HCL Technologies, too, plans to hire 5,000 freshers in 2010, compared with the 2,000 it hired in calendar year 2009. In the quarter gone by, the gross employee addition was 7,136, taking the headcount to 58,129.

"We have been doing more of lateral hiring than just freshers. However, going forward, we have decided to rely more on freshers, train them and use them. So, we will be increasingly using freshers in our business," says HCL Tech CFO Anil Chanana.

A similar trend can be seen in mid-size IT/BPO companies. Mumbai-based Patni Computers, for instance, plans to up its headcount by 2,500-3,000 employees in 2010 and the normal ratio of engineering to non-engineering graduates is 2:1.

The company expects highest hiring upswing in the areas of IMS, BPO and application development.

"We are anticipating positive hiring, based on our business outlook and we plan to hire 2,500-3,000 employees in 2010.

"With the economy getting into recovery mode, we will also witness a reduction in bench levels and enhancement in utilisation levels this year," explains Rajesh Padmanabhan, EVP and Global Head – HR, Patni.

Nasdaq-listed BPO company EXLService prefers to hire people with at least one year of experience. However, 10-20 per cent of total hiring are fresh college graduates.

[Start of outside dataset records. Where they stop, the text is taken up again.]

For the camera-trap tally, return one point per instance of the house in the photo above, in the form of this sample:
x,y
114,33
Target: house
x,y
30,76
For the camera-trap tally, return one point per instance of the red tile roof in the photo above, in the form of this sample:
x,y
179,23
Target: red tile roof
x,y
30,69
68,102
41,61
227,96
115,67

The BPO hires 200–300 people per month and its headcount was 10,700 as on December 31.

"Most of these fresh hires are through direct campus placements. Most of the hiring of people without any experience takes place through campus placement. EXL participates in annual campus placement of a few colleges in Delhi University, IITs and IIMs," says a company spokesperson.

There's a caveat, though. The gross numbers may look good but net recruitment numbers at both large and mid-size IT firms tell a different story.

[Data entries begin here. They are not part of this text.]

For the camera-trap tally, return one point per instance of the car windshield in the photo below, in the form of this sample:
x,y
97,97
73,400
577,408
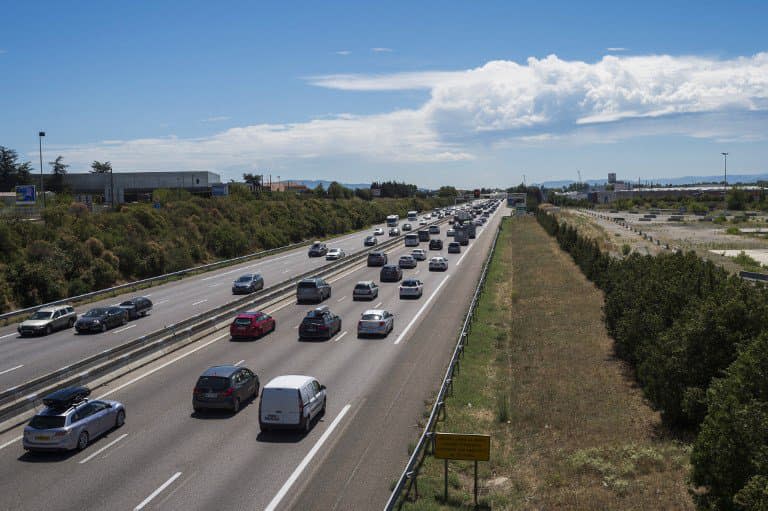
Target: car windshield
x,y
47,421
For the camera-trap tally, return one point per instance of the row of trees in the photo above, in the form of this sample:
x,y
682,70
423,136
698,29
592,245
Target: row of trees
x,y
699,343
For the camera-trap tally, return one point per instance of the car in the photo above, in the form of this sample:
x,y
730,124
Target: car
x,y
137,307
375,322
390,273
70,421
366,289
291,402
406,261
318,249
224,386
248,283
436,244
47,319
319,323
100,319
335,254
377,259
411,288
438,264
251,324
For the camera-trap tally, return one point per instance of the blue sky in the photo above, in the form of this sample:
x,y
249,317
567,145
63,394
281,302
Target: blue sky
x,y
463,93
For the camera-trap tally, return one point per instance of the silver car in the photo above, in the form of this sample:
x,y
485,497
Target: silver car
x,y
70,421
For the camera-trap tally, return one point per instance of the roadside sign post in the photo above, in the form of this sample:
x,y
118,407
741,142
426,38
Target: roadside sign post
x,y
458,446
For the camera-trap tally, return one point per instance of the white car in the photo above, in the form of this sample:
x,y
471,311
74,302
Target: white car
x,y
411,288
375,322
334,254
438,263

They are nowhere close to the numbers posted in financial year 2007-08.

For instance, according to software body Nasscom, the IT/BPO sector hired 3,75,000 (net) employees in FY08. In FY09, the number fell to 2,26,000, which further dipped to 90,000 in FY10 (when the impact of the global recession hit IT companies the most).

For FY11, Nasscom had projected net hiring in the IT/BPO sector to touch 1,50,000. It has not raised these figures.

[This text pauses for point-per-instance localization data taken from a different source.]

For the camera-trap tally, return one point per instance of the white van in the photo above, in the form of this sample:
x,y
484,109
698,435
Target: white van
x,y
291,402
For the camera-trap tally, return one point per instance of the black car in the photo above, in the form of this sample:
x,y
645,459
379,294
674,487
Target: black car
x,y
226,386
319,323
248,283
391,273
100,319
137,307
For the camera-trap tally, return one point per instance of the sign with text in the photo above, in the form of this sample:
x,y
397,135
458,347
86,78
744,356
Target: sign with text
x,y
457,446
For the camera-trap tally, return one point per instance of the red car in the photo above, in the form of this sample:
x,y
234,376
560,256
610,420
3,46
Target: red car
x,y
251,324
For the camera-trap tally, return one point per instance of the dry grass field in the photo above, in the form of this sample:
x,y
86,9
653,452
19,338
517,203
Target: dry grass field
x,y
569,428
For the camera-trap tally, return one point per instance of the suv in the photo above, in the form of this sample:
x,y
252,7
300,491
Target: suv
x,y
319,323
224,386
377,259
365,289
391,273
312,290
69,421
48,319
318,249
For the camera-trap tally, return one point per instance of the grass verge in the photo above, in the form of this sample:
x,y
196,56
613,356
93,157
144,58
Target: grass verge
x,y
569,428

"We are hopeful the numbers will go up, but it is too early to predict. We are yet to see an immediate impact of hiring uptick among the mid-cap firms," says Sangeeta Gupta, vice president, Nasscom.

"While the IT industry is hiring, these numbers are not comparable to 2007. This is also evident in the salary hikes announced so far. While there is a hike, it is more to do with retaining the talent within," explains Rajesh AR, VP, TeamLease Services.

The increased hiring means a revival of the sector; more so, because one employee added to the sector creates four more indirect jobs.

So, the multiplier effect is big, explains Alok Shende, principal analyst and founder-director of consulting firm Ascentius. However, this hiring is not close to the historic peak. Also, the net wages have fallen because entry-level wages are low, says Shende.

Rajesh of TeamLease adds that the volume hiring is restricted to the larger IT companies, who have been able to win large deals.

"We are yet to see a hiring uptick among the mid-cap firms. Besides, the hiring this time reflects the kind of work these firms are attracting. It is no more about body-shopping work and hence most of the hiring we have is for mid-level managers with four years and above experience," he says.

You cannot compare the hiring levels to 2007, asserts V Suresh, Business Head, Naukri. The salary hikes, too, are nowhere near that level.

Besides, the bench strength (employees without project work) among the firms is very low. Utilisation across firms have touched a high.

"But, yes, the momentum is positive. Even for us, the homepage inventory, mailer, pop-ins and logins have increased. These are the activities that firms conduct on our site to attract talent," says Suresh.